Marcus Kink: \"Es geht ums Überleben\"

Marcus Kink hat sich durch seinen Einsatz, seiner Leidenschaft und seinem großen Kämpferherz nicht nur in die Herzen der Fans gespielt, sondern auch das Vertrauen des Cheftrainers Harold Kreis gewonnen. Seit zwei Jahren trägt der 28-Jährige, für den das Team an erster Stelle steht, nun schon das „C“ auf der Brust. Der Mann mit der Nummer 17 auf dem Rücken repräsentiert die Mannschaft nicht nur auf dem Eis, sondern auch abseits des Geschehens. Wir haben Marcus Kink vor der Abreise nach Garmisch ins Trainingslager getroffen und ihn zu seiner Meinung befragt.

Marcus Kink über…

…das letzte Heimspiel gegen Ingolstadt vor den Playoffs.

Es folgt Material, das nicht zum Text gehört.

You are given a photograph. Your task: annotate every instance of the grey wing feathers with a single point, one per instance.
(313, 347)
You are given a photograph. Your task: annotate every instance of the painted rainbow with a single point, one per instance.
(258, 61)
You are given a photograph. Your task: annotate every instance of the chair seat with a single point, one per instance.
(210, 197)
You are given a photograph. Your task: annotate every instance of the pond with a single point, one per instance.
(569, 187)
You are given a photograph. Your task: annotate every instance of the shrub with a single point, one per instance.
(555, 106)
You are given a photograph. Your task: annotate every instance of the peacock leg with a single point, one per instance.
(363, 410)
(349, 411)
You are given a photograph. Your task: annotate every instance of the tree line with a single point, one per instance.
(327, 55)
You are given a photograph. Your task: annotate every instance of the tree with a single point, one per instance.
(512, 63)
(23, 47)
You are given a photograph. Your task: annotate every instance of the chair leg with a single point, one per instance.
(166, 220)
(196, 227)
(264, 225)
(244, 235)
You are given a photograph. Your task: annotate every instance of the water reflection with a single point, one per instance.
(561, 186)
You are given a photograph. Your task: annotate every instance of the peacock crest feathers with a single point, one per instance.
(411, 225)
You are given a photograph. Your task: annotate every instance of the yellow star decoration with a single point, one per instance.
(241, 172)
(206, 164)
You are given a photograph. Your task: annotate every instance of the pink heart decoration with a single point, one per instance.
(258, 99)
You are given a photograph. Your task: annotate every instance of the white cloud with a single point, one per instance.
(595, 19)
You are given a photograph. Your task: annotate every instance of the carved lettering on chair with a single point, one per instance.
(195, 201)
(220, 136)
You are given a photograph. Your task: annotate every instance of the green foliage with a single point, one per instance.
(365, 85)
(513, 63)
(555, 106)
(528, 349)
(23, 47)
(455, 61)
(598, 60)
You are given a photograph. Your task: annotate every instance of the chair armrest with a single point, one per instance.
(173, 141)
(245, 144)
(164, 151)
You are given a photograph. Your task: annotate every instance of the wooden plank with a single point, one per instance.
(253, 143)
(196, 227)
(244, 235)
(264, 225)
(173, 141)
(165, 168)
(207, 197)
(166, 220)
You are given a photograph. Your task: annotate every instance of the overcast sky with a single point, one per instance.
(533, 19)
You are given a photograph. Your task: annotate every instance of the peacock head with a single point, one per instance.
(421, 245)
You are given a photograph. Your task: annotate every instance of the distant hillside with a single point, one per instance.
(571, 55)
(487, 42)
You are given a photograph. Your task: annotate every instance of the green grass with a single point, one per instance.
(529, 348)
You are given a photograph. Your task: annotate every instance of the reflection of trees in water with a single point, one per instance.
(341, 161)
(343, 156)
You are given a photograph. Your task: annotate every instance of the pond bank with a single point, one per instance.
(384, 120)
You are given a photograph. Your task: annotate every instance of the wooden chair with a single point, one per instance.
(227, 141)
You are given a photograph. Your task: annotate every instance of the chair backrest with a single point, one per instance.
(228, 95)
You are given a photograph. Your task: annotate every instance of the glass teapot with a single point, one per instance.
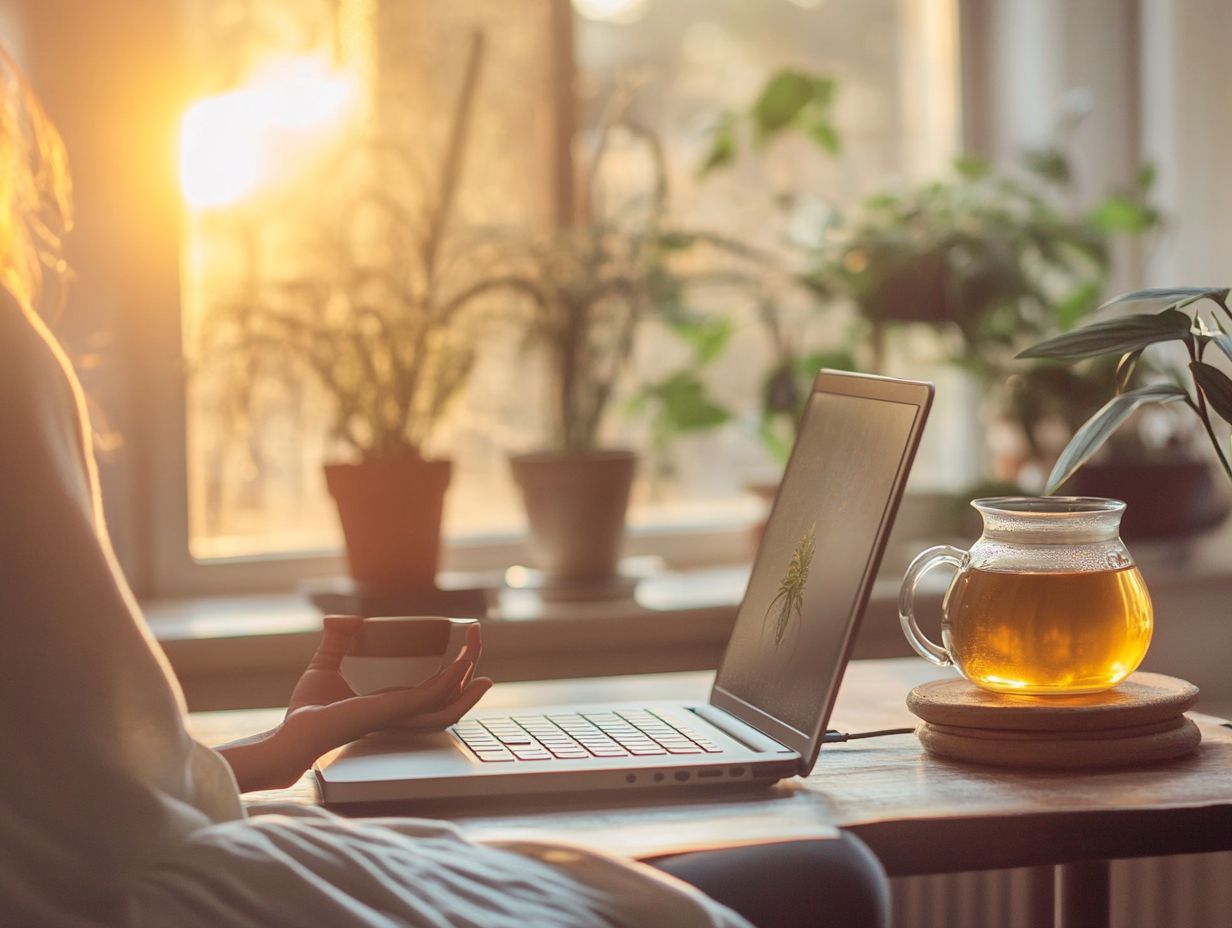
(1047, 602)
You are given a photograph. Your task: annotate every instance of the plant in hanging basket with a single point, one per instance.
(590, 288)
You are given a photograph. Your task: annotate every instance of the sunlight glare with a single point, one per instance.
(621, 11)
(235, 143)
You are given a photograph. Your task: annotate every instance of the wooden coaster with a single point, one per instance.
(1037, 751)
(1141, 721)
(1140, 699)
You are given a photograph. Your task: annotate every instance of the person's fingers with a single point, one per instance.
(350, 719)
(336, 637)
(472, 651)
(447, 715)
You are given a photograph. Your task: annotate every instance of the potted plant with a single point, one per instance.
(996, 259)
(385, 324)
(590, 287)
(1180, 494)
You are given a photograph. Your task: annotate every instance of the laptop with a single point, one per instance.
(771, 699)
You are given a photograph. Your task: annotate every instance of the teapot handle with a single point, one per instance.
(924, 562)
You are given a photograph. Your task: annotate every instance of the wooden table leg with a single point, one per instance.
(1083, 896)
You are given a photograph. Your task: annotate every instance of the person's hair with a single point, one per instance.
(35, 190)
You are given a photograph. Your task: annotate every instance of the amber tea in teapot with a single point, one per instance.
(1046, 602)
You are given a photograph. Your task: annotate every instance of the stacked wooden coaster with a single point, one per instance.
(1140, 721)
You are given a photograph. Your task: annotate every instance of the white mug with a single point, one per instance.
(402, 651)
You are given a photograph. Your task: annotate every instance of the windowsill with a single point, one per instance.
(248, 650)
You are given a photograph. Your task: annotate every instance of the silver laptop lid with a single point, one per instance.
(819, 556)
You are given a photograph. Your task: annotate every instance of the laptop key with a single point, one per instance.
(493, 756)
(519, 738)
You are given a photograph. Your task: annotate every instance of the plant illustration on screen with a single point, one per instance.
(790, 599)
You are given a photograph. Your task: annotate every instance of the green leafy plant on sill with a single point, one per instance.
(996, 258)
(381, 318)
(790, 100)
(1205, 390)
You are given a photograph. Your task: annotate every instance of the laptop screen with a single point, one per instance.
(814, 566)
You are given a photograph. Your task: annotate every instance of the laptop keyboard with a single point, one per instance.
(637, 732)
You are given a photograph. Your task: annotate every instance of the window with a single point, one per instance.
(254, 476)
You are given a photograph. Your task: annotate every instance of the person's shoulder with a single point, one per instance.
(28, 351)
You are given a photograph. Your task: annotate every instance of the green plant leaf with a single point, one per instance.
(1100, 427)
(972, 168)
(1113, 337)
(1221, 339)
(1182, 296)
(826, 136)
(1049, 164)
(722, 146)
(1125, 369)
(1216, 387)
(1119, 215)
(782, 99)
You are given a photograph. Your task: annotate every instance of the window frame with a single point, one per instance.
(150, 470)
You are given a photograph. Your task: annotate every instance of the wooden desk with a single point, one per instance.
(918, 814)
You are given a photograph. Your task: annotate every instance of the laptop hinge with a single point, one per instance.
(739, 731)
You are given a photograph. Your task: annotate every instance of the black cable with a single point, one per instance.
(833, 737)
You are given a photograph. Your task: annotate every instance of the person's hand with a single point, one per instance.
(324, 712)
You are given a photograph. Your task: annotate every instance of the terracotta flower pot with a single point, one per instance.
(575, 504)
(391, 513)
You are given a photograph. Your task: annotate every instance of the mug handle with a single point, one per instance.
(924, 562)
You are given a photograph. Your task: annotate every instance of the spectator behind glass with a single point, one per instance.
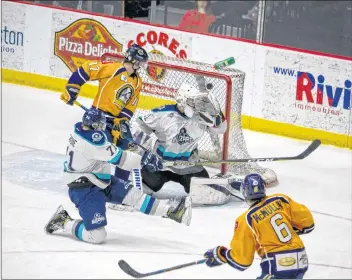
(198, 20)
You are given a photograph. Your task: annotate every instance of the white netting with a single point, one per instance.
(164, 75)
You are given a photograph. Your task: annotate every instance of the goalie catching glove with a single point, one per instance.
(216, 256)
(70, 94)
(205, 106)
(151, 162)
(121, 129)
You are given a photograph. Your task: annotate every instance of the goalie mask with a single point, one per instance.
(200, 105)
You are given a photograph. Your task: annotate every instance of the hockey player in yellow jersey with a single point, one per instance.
(271, 227)
(119, 86)
(117, 96)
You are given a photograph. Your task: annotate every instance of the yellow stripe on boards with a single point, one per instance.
(295, 131)
(147, 102)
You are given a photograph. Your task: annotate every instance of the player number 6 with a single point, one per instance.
(280, 229)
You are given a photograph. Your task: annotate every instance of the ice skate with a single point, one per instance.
(58, 220)
(180, 210)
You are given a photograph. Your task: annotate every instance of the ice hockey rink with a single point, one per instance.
(35, 129)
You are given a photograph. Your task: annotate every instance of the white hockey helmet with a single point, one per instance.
(185, 98)
(202, 105)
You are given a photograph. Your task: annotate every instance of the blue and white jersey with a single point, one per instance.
(177, 135)
(90, 154)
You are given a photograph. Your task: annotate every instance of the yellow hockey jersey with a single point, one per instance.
(270, 226)
(118, 92)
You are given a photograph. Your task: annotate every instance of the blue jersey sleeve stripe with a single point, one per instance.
(79, 230)
(165, 108)
(116, 159)
(172, 156)
(103, 176)
(88, 135)
(150, 205)
(233, 263)
(145, 203)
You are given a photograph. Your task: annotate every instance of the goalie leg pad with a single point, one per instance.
(185, 180)
(209, 194)
(155, 180)
(78, 229)
(145, 203)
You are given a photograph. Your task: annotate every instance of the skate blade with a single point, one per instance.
(187, 216)
(49, 231)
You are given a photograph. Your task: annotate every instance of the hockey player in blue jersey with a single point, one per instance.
(87, 173)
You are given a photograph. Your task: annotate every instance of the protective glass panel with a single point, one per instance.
(228, 18)
(324, 26)
(111, 8)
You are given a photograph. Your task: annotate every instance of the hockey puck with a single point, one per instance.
(209, 86)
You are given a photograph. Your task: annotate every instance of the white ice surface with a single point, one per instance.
(37, 119)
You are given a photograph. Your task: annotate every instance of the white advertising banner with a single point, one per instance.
(285, 86)
(307, 90)
(14, 37)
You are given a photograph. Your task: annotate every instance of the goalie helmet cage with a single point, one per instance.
(164, 75)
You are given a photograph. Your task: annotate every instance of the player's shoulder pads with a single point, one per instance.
(165, 108)
(93, 137)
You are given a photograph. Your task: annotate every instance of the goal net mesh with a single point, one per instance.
(164, 75)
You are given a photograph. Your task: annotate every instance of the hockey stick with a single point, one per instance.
(311, 148)
(130, 271)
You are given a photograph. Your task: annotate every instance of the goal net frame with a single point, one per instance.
(200, 69)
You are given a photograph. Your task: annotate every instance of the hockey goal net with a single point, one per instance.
(164, 75)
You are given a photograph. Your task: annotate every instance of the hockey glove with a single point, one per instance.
(70, 94)
(215, 256)
(121, 129)
(151, 162)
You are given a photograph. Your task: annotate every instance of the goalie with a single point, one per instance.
(178, 129)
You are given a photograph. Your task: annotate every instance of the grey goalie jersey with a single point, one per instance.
(177, 135)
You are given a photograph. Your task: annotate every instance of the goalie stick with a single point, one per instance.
(311, 148)
(130, 271)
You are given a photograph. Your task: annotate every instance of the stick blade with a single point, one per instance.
(125, 267)
(311, 148)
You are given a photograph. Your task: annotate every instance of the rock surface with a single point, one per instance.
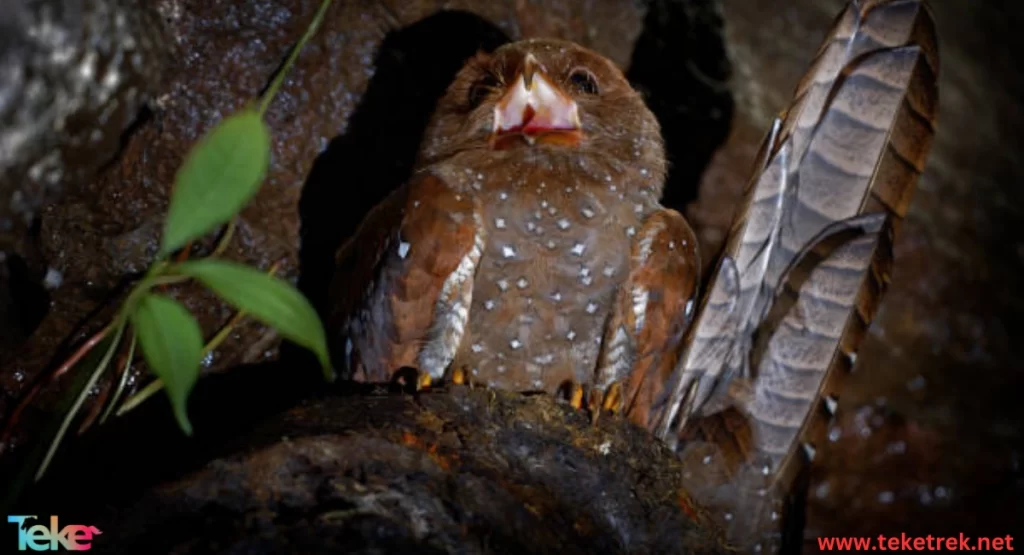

Das Spiel hatte schon einen gewissen Playoff-Charakter. Es war sehr eng und hart umkämpft. Die Intensität war förmlich zu spüren und man hat gemerkt, dass einiges auf dem Spiel stand. Der Treffer von Ken Magowan so kurz vor Schluss war der Wahnsinn. Wir mussten dieses Spiel unbedingt gewinnen, um unser Ziel zu erreichen. Die Trainer haben uns in den letzten Minuten nochmal richtig motiviert. Wir wussten, wenn wir geduldig weiterspielen und fest an uns glauben, können wir das Spiel gewinnen. Das haben wir getan und es hat geklappt.

…sein Tor zum 2:2-Ausgleich.

Wir kamen gut aus der Defensive und haben die Scheibe tief gespielt. Im gegnerischen Drittel konnten wir uns den Puck erkämpfen und zum Verteidiger spielen. Denis Reul hat dann nicht lange gefackelt und geschossen. Glücklicherweise wurde die Scheibe irgendwie abgefälscht und landete im Slot genau vor meinen Füßen. Ich musste den Puck nur noch unter Kontrolle bringen und reinhauen.

…die 52 Spiele der Hauptrunde.

Die Mannschaftsleistung in der Hauptrunde war hervorragend. Wir haben uns von Anfang vorgenommen Erster zu werden und das haben wir auch geschafft. Ich denke, das sagt alles über die Leistung der Mannschaft aus. Das Highlight für mich ist, das wir als bestes Team in die Playoffs gehen. Ich schau jetzt nach vorne und freue mich auf die kommenden Aufgaben.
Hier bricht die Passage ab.